Three Ontario historians are trying to raise about $3,000 to install a plaque in Crystal Beach's Waterfront Park to memorialize Light Vessel 82, which disappeared near Point Abino during the vicious "white hurricane" in November 1913.
Rick Doan, Paul Kassay Jr. and John Robbins have raised about $1,000 but still need about $2,000 more, and they have issued a public appeal for money to finish their project by the end of this year, if possible.
Kassay and Doan said they have to raise the money privately because the U.S. Coast Guard says it has no money for such a project, and there is no Canadian money for a memorial for the U.S. ship.
Although Point Abino is in Canadian waters, it was guarded for many years by a U.S. lightship because of the heavy maritime traffic across Lake Erie to and from the Buffalo Harbor.
Light Vessel 82 was a ship fitted with lights, foghorns and bells, stationed off Point Abino, just west of Crystal Beach, to warn of the underwater hazards there. Point Abino juts out into the lake and its rocky, jagged shoals had sunk many a ship on their way to Buffalo, which was one of the busiest ports in the world around 1910.
Kassay and his partners in the fundraising drive said a "white hurricane" with snow, 80-mph winds and 35-foot-high waves descended on the Great Lakes between Nov. 7 and Nov. 12, 1913.
The storm sank 19 ships and killed 250 people, but the 95-foot-long steel-hulled Light Vessel 82 tried to stay on guard to keep ships out of the rocky shallows, Kassay said.
But the storm was too strong, and the lightship disappeared into the turbulent lake with all six members of its crew. The ship was found the following spring at the bottom of the lake nearly two miles east of its station. The only crewman's body to be recovered was that of Chief Engineer Charles Butler of Buffalo, who was found about a year later in the Niagara River off the foot of West Ferry Street in Buffalo.
The other crewmen were Capt.

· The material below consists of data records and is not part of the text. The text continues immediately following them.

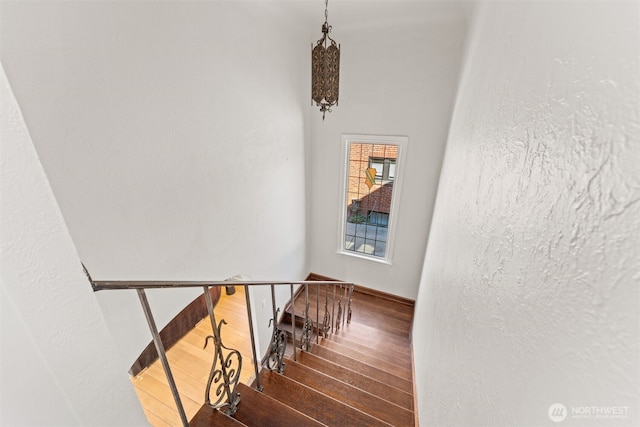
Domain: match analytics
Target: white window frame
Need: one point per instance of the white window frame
(401, 143)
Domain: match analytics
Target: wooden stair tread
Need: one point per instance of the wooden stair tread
(356, 379)
(401, 358)
(376, 338)
(317, 405)
(368, 370)
(369, 359)
(259, 410)
(349, 395)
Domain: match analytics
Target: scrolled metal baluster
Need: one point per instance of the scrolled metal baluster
(224, 378)
(306, 331)
(326, 321)
(349, 304)
(277, 347)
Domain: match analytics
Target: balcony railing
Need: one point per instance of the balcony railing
(220, 392)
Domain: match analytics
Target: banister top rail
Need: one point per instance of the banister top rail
(103, 285)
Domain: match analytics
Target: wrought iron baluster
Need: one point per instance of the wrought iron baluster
(317, 312)
(224, 378)
(305, 343)
(278, 344)
(253, 338)
(339, 315)
(344, 295)
(333, 310)
(326, 320)
(350, 300)
(293, 324)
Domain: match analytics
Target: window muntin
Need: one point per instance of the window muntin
(369, 197)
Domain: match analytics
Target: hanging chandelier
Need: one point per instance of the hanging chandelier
(325, 68)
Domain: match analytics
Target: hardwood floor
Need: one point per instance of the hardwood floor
(190, 364)
(359, 376)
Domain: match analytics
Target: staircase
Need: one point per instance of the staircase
(359, 375)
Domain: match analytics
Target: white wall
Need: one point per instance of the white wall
(529, 294)
(59, 365)
(173, 135)
(398, 76)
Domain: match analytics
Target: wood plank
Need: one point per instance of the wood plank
(369, 359)
(207, 417)
(315, 404)
(368, 370)
(356, 379)
(343, 392)
(257, 409)
(400, 358)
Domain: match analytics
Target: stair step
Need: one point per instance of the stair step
(207, 417)
(369, 359)
(401, 359)
(374, 338)
(315, 404)
(349, 395)
(356, 379)
(259, 410)
(368, 370)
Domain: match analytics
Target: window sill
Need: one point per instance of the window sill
(365, 257)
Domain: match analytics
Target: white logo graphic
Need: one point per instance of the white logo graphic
(557, 412)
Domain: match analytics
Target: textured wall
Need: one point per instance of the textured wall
(529, 294)
(59, 365)
(399, 70)
(173, 136)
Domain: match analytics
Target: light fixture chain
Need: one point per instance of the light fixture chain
(326, 11)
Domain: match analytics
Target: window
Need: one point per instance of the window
(369, 196)
(385, 168)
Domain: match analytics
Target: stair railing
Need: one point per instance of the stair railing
(221, 392)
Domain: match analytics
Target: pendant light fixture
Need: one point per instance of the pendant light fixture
(325, 68)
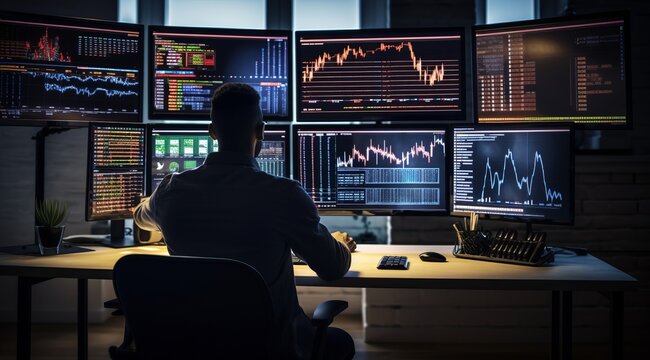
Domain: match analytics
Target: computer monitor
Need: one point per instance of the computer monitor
(362, 169)
(510, 172)
(176, 148)
(64, 69)
(385, 74)
(116, 175)
(186, 65)
(572, 69)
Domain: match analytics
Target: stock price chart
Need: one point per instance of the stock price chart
(374, 169)
(116, 171)
(518, 173)
(69, 73)
(568, 71)
(380, 77)
(189, 67)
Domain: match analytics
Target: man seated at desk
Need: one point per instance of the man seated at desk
(229, 208)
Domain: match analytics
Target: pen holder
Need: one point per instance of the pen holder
(474, 242)
(504, 247)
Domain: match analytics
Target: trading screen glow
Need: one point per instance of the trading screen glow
(188, 67)
(177, 150)
(524, 174)
(382, 170)
(396, 75)
(116, 171)
(568, 70)
(69, 70)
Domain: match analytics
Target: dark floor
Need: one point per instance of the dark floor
(58, 341)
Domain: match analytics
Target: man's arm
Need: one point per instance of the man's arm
(311, 240)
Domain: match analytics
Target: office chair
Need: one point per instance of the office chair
(180, 307)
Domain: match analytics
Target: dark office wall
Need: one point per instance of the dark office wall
(95, 9)
(612, 220)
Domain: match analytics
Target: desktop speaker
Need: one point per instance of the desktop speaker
(144, 236)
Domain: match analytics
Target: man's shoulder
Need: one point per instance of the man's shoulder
(280, 182)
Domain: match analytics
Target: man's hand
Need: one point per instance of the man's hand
(345, 239)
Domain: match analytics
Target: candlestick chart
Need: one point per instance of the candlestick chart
(377, 77)
(373, 169)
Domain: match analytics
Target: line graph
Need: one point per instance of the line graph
(497, 179)
(84, 79)
(385, 152)
(87, 85)
(375, 77)
(88, 92)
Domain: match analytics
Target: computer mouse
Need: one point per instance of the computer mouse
(432, 256)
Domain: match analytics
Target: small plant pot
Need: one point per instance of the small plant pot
(49, 239)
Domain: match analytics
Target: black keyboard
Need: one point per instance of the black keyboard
(393, 263)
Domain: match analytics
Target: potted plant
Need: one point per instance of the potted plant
(50, 214)
(367, 236)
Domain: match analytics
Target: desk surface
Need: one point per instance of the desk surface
(567, 273)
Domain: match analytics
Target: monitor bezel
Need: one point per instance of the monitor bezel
(526, 126)
(381, 212)
(203, 127)
(614, 15)
(153, 115)
(86, 22)
(431, 117)
(89, 172)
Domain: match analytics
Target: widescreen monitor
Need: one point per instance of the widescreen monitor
(187, 64)
(176, 148)
(381, 75)
(373, 169)
(116, 170)
(520, 173)
(65, 69)
(572, 69)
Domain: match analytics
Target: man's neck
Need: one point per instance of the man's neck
(246, 149)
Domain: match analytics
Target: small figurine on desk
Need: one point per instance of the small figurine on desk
(50, 214)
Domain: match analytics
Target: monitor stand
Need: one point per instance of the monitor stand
(117, 239)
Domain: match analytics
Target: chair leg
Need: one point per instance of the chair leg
(320, 339)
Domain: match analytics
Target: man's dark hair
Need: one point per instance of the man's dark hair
(235, 110)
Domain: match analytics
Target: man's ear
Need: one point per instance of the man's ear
(213, 134)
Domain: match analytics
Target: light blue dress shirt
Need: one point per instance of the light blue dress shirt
(229, 208)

Hugh M. Williams of Manistee, Mich.; Mate Andrew Leahy of Elyria, Ohio; his brother, Assistant Engineer Cornelius Leahy also of Elyria, Ohio; Seaman William Jensen of Muskegon, Mich., and Cook Peter Mackey of Buffalo.
After almost two years, the ship was salvaged, transported to Buffalo and then to Detroit, where it was refitted and used until 1936 -- but never again at Point Abino. Two other lightships guarded those shoals until 1917, when Canadian authorities built the Point Abino lighthouse. The lighthouse still stands, though it has been decommissioned.